Eye-opening revelation? Understanding the essence of FX's appeal ~ Mastering moving averages (Part 5) ~ [Iidacchi-sensei]
Ida-atchi Sensei's Profile
Former instructor at a preparatory school. Loves hot springs and holds a hot spring sommelier qualification. A professional FX trader who trains many excellent traders using the "Close Price Trading Method." In online study sessions, participants from all over the country, from the elderly to the young, learn together. The chart analysis method that emphasizes the "close price" is popular among part-time traders as a trading approach that doesn’t require focusing on the 24-hour market.
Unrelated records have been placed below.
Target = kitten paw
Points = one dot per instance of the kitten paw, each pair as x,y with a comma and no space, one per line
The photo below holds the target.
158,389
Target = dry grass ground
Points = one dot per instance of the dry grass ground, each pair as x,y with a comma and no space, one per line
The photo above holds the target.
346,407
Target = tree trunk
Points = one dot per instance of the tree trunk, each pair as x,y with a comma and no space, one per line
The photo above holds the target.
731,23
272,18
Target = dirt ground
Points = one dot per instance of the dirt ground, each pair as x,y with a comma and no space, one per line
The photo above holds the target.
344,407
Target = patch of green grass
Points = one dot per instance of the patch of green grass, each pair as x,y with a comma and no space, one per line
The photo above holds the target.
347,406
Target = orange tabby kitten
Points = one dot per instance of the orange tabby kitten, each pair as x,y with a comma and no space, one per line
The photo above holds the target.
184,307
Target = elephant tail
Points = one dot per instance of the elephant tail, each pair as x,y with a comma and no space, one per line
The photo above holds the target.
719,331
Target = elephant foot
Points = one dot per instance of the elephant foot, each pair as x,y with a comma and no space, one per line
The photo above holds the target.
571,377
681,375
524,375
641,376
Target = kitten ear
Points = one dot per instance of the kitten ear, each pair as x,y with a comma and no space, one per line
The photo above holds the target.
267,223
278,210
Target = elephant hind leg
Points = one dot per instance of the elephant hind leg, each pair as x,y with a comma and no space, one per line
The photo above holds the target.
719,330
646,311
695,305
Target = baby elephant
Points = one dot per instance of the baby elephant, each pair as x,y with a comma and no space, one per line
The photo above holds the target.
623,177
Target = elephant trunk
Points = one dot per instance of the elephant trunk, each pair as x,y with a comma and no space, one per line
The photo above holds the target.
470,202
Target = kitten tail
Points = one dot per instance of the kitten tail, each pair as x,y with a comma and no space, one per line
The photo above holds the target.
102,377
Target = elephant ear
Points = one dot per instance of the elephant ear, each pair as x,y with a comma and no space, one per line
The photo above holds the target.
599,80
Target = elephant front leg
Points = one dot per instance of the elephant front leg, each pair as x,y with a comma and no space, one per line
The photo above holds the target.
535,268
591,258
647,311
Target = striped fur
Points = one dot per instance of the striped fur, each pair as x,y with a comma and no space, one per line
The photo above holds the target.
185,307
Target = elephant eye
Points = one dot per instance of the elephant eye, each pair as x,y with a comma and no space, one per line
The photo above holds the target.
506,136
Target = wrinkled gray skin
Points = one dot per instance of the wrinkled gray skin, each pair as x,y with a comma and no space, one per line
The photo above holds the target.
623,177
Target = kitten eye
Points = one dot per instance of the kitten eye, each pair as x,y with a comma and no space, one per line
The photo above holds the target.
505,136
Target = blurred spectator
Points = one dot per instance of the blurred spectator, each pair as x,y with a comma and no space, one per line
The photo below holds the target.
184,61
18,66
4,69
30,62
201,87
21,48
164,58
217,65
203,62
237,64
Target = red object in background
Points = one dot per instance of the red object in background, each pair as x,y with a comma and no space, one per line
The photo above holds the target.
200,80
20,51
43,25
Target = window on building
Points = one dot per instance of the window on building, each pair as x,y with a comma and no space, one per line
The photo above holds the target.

Blog:The Big Comeback from 100,000 yen! FX Trader Ida-atchi BLOG
Twitter:https://twitter.com/iidatchi
*This article is a reprint/edited version of an article from FX Survival Magazine, March 2021 issue. Please note that the market information written in the main text may differ from current market conditions.
It Looks Like Bollinger Bands but It’s Not the Same...
Hello, this is Ida-atchi Sensei. In this issue as well, we will continue with a detailed, practical explanation of moving averages (MAs).
Ida-atchi Sensei displays deviation level lines above and below the reference Exponential Moving Average (EMA) 144. Some readers may think this resembles Bollinger Bands. Or some may think Bollinger Bands alone suffice. However, the Bollinger Bands and the deviation level display are similar but not the same.